Question

An article reports that 1 in 500 people carry the defective gene that causes inherited colon cancer. In a sample of 2000 individuals, what is the approximate distribution of the number who carry this gene?
We can approximate this distribution by the Poisson distribution with μ = 4 .

(a) Use the Poisson approximation to calculate the approximate probability that between 3 and 7 (inclusive) carry the gene. (Round your answer to three decimal places.)

(b) Use the Poisson approximation to calculate the approximate probability that at least 7 carry the gene. (Round your answer to three decimal places.)

Answer 1

Answer:

a) 0.71 = 71% probability that between 3 and 7 (inclusive) carry the gene.

b) 0.112 = 11.2% probability that at least 7 carry the gene.

Step-by-step explanation:

In a Poisson distribution, the probability that X represents the number of successes of a random variable is given by the following formula:

$P(X = x) = \frac{e^{-\mu}*\mu^{x}}{(x)!}$

In which

x is the number of sucesses

e = 2.71828 is the Euler number

$\mu$ is the mean in the given interval

In this problem, we have that:

$\mu = 4$

(a) Use the Poisson approximation to calculate the approximate probability that between 3 and 7 (inclusive) carry the gene. (Round your answer to three decimal places.)

$P(3 \leq X \leq 7) = P(X = 3) + P(X = 4) + P(X = 5) + P(X = 6) + P(X = 7)$

$P(X = x) = \frac{e^{-\mu}*\mu^{x}}{(x)!}$

$P(X = 3) = \frac{e^{-4}*(4)^{3}}{(3)!} = 0.195$

$P(X = 4) = \frac{e^{-4}*(4)^{4}}{(4)!} = 0.195$

$P(X = 5) = \frac{e^{-4}*(4)^{5}}{(5)!} = 0.156$

$P(X = 6) = \frac{e^{-4}*(4)^{6}}{(6)!} = 0.104$

$P(X = 7) = \frac{e^{-4}*(4)^{7}}{(7)!} = 0.06$

$P(3 \leq X \leq 7) = P(X = 3) + P(X = 4) + P(X = 5) + P(X = 6) + P(X = 7) = 0.195 + 0.195 + 0.156 + 0.104 + 0.06 = 0.71$

0.71 = 71% probability that between 3 and 7 (inclusive) carry the gene.

(b) Use the Poisson approximation to calculate the approximate probability that at least 7 carry the gene. (Round your answer to three decimal places.)
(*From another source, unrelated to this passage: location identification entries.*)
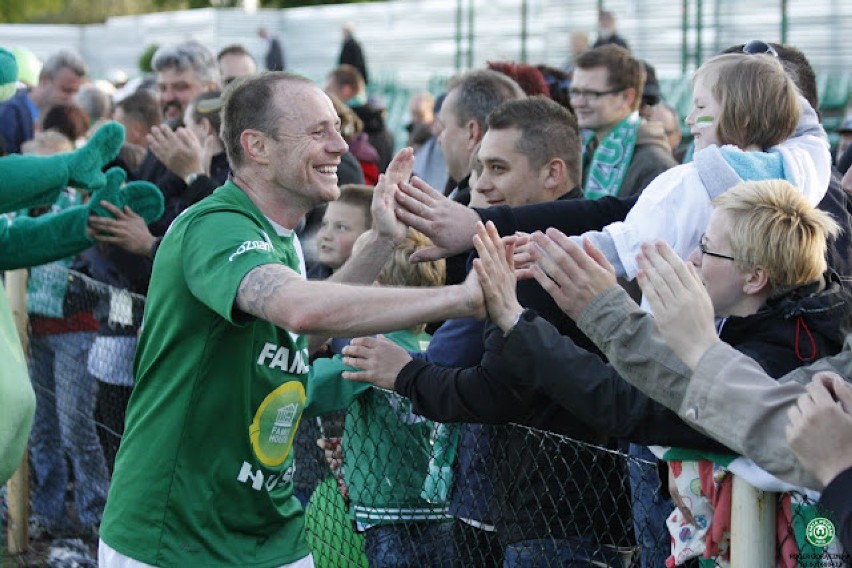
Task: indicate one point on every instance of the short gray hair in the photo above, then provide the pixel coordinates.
(61, 59)
(188, 55)
(480, 92)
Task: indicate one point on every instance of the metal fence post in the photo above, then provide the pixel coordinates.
(18, 486)
(752, 526)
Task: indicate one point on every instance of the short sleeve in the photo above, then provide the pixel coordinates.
(219, 249)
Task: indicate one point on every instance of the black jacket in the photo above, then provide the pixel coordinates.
(794, 330)
(577, 217)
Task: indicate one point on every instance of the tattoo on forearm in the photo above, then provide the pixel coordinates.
(258, 289)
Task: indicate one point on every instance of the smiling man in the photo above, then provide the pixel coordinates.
(183, 71)
(529, 154)
(204, 473)
(622, 152)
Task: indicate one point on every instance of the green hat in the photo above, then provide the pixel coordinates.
(29, 66)
(8, 74)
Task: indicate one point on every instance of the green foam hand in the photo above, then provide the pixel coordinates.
(143, 197)
(85, 164)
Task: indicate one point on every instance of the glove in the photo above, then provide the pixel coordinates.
(142, 197)
(84, 165)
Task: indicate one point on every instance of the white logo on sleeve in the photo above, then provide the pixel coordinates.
(264, 245)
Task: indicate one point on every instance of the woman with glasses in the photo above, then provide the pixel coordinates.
(761, 260)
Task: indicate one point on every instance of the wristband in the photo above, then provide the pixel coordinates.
(192, 177)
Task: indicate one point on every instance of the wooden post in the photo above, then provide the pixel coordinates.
(752, 526)
(17, 536)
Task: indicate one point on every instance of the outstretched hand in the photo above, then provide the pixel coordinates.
(143, 197)
(379, 359)
(179, 150)
(680, 304)
(85, 164)
(126, 230)
(573, 276)
(450, 225)
(820, 428)
(398, 172)
(495, 270)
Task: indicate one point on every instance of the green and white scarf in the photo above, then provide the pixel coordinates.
(611, 158)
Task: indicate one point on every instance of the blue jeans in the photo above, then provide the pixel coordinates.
(561, 553)
(650, 510)
(426, 544)
(63, 427)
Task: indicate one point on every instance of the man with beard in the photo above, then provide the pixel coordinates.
(183, 71)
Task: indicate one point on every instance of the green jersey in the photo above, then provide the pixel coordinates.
(203, 475)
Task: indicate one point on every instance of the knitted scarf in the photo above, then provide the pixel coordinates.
(610, 160)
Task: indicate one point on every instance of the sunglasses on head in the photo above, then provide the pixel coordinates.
(758, 47)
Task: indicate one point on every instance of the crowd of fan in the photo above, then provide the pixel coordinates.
(448, 448)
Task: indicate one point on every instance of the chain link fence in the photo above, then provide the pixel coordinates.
(387, 487)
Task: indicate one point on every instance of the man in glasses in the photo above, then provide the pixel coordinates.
(622, 153)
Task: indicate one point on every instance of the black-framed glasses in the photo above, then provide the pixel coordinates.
(702, 246)
(591, 94)
(758, 47)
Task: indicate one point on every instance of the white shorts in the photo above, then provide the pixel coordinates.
(110, 558)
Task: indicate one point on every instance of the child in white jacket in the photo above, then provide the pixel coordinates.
(749, 123)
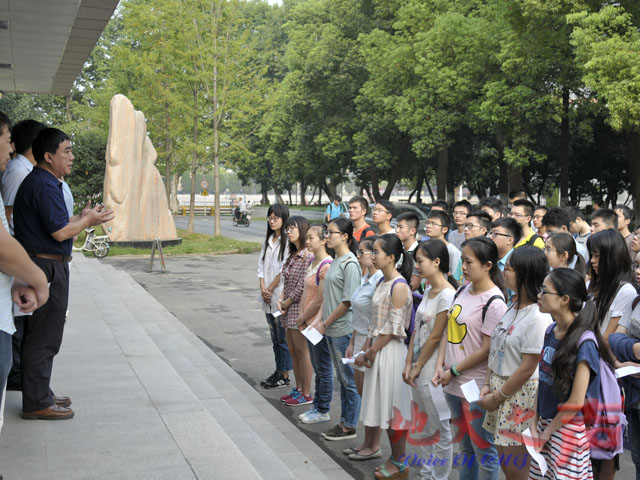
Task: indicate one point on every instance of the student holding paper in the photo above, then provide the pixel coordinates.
(386, 403)
(311, 309)
(477, 308)
(432, 259)
(293, 274)
(342, 279)
(569, 372)
(512, 381)
(361, 306)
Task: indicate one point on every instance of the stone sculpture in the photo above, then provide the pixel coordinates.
(133, 187)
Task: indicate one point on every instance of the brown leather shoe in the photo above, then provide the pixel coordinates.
(61, 401)
(54, 412)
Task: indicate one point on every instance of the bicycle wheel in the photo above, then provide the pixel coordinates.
(102, 250)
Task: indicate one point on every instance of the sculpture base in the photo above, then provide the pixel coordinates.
(145, 244)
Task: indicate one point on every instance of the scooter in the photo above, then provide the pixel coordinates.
(240, 218)
(98, 244)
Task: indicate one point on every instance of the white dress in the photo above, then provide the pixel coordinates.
(386, 399)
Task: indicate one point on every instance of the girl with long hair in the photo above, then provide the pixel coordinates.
(293, 273)
(361, 302)
(311, 309)
(272, 257)
(516, 343)
(342, 279)
(385, 394)
(561, 252)
(477, 308)
(432, 260)
(568, 373)
(612, 283)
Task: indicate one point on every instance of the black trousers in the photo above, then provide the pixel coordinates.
(43, 337)
(14, 382)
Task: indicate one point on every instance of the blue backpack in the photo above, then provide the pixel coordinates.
(604, 416)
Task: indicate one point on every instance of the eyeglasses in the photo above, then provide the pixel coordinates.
(542, 292)
(381, 210)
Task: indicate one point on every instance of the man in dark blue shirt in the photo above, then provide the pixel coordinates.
(43, 227)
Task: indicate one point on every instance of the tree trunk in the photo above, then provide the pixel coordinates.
(443, 170)
(303, 192)
(564, 150)
(194, 162)
(167, 162)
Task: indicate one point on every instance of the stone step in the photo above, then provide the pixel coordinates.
(270, 442)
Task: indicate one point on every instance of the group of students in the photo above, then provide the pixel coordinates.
(514, 309)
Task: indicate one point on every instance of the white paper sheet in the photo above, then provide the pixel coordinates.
(312, 335)
(542, 463)
(470, 391)
(437, 395)
(624, 371)
(352, 359)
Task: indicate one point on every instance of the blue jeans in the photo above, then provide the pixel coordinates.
(349, 397)
(633, 417)
(321, 361)
(474, 461)
(279, 341)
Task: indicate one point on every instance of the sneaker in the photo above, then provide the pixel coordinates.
(278, 381)
(316, 417)
(304, 414)
(292, 393)
(269, 379)
(332, 431)
(299, 400)
(341, 435)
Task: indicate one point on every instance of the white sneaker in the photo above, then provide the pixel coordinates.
(304, 414)
(316, 417)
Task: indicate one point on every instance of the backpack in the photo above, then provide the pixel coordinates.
(486, 305)
(417, 299)
(604, 419)
(532, 240)
(324, 262)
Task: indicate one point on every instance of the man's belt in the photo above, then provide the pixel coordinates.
(51, 256)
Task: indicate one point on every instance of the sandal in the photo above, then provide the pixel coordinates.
(401, 474)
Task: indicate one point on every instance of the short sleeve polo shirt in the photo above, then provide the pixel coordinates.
(40, 210)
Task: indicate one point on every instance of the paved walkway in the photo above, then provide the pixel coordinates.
(152, 401)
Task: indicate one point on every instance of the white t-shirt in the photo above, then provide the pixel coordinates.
(519, 332)
(454, 257)
(426, 314)
(624, 298)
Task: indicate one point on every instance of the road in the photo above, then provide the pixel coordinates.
(216, 298)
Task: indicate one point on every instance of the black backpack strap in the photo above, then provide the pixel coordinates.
(486, 305)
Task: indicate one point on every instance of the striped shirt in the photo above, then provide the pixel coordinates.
(6, 281)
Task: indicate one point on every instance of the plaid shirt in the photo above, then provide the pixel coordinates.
(293, 273)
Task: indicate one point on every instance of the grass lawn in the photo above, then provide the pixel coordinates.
(192, 243)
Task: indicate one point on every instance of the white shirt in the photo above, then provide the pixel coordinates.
(17, 169)
(519, 332)
(6, 282)
(269, 269)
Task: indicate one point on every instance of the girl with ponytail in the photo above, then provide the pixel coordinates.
(432, 259)
(476, 310)
(386, 398)
(569, 371)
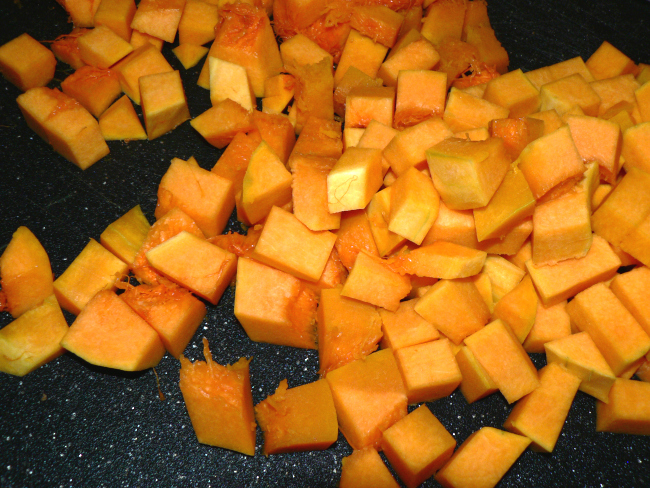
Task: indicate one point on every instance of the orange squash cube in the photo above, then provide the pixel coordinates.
(541, 414)
(369, 397)
(274, 306)
(25, 272)
(194, 263)
(417, 446)
(172, 311)
(93, 270)
(429, 370)
(32, 339)
(109, 333)
(26, 63)
(504, 359)
(302, 418)
(219, 402)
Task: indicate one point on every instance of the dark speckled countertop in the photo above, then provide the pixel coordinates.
(71, 424)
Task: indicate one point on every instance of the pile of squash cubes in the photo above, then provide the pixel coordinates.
(464, 217)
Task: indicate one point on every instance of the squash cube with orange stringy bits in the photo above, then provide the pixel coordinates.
(369, 397)
(244, 36)
(372, 281)
(421, 94)
(94, 88)
(219, 402)
(288, 245)
(476, 383)
(364, 468)
(145, 60)
(455, 308)
(347, 330)
(417, 446)
(206, 197)
(33, 338)
(194, 263)
(354, 179)
(483, 459)
(159, 18)
(117, 16)
(125, 236)
(273, 306)
(405, 327)
(120, 122)
(219, 124)
(540, 415)
(26, 63)
(302, 418)
(25, 272)
(171, 310)
(65, 124)
(429, 370)
(266, 183)
(197, 23)
(93, 270)
(414, 205)
(109, 333)
(309, 192)
(504, 359)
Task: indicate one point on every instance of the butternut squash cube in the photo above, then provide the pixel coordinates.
(220, 124)
(117, 16)
(120, 122)
(417, 446)
(483, 459)
(93, 270)
(109, 333)
(455, 308)
(288, 245)
(204, 196)
(627, 409)
(164, 105)
(541, 414)
(549, 161)
(429, 370)
(194, 263)
(578, 354)
(26, 63)
(302, 418)
(372, 281)
(159, 18)
(229, 80)
(102, 48)
(504, 359)
(476, 383)
(369, 397)
(125, 236)
(267, 183)
(171, 310)
(65, 124)
(25, 272)
(614, 330)
(354, 179)
(274, 306)
(364, 468)
(562, 281)
(467, 173)
(32, 340)
(219, 402)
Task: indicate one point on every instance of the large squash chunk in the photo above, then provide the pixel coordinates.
(25, 272)
(109, 333)
(219, 402)
(298, 419)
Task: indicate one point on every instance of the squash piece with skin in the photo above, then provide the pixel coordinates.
(219, 402)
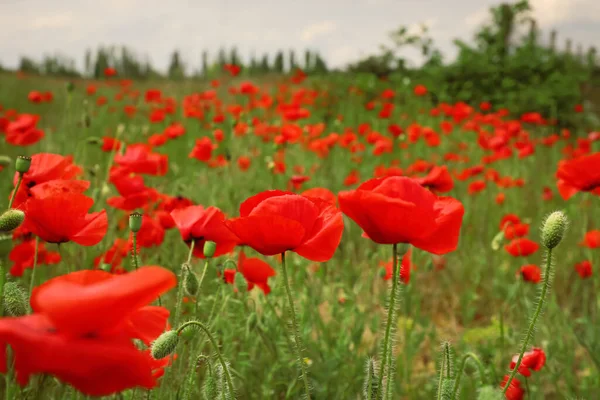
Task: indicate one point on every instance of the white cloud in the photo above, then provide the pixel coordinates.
(318, 29)
(51, 21)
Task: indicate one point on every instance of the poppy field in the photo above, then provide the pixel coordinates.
(293, 237)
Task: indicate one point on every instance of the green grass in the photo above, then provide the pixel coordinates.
(477, 302)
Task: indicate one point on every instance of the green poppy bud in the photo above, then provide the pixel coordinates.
(554, 229)
(15, 300)
(209, 248)
(135, 222)
(11, 219)
(22, 164)
(164, 345)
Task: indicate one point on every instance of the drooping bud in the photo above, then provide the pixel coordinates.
(490, 393)
(15, 300)
(554, 229)
(11, 219)
(135, 222)
(209, 248)
(164, 345)
(22, 164)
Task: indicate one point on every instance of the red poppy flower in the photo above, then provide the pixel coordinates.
(274, 221)
(321, 193)
(64, 217)
(532, 360)
(521, 247)
(82, 327)
(197, 224)
(476, 186)
(133, 191)
(515, 391)
(584, 269)
(256, 272)
(591, 239)
(22, 256)
(399, 210)
(438, 180)
(531, 273)
(202, 151)
(420, 90)
(580, 174)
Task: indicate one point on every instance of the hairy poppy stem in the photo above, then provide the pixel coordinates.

Either less than 7 carry the gene, or at least 7 do. The sum of the probabilities of these events is decimal 1. So

$P(X < 7) + P(X \geq 7) = 1$

We want $P(X \geq 7)$. So

$P(X \geq 7) = 1 - P(X < 7)$

In which

$P(X < 7) = P(X = 0) + P(X = 1) + P(X = 2) + P(X = 3) + P(X = 4) + P(X = 5) + P(X = 6)$

$P(X = x) = \frac{e^{-\mu}*\mu^{x}}{(x)!}$

$P(X = 0) = \frac{e^{-4}*(4)^{0}}{(0)!} = 0.018$

$P(X = 1) = \frac{e^{-4}*(4)^{1}}{(1)!} = 0.073$

$P(X = 2) = \frac{e^{-4}*(4)^{2}}{(2)!} = 0.147$

$P(X = 3) = \frac{e^{-4}*(4)^{3}}{(3)!} = 0.195$

$P(X = 4) = \frac{e^{-4}*(4)^{4}}{(4)!} = 0.195$

$P(X = 5) = \frac{e^{-4}*(4)^{5}}{(5)!} = 0.156$

$P(X = 6) = \frac{e^{-4}*(4)^{6}}{(6)!} = 0.104$

$P(X < 7) = P(X = 0) + P(X = 1) + P(X = 2) + P(X = 3) + P(X = 4) + P(X = 5) + P(X = 6) = 0.018 + 0.073 + 0.147 + 0.195 + 0.195 + 0.156 + 0.104 = 0.888$

$P(X \geq 7) = 1 - P(X < 7) = 1 - 0.888 = 0.112$

0.112 = 11.2% probability that at least 7 carry the gene.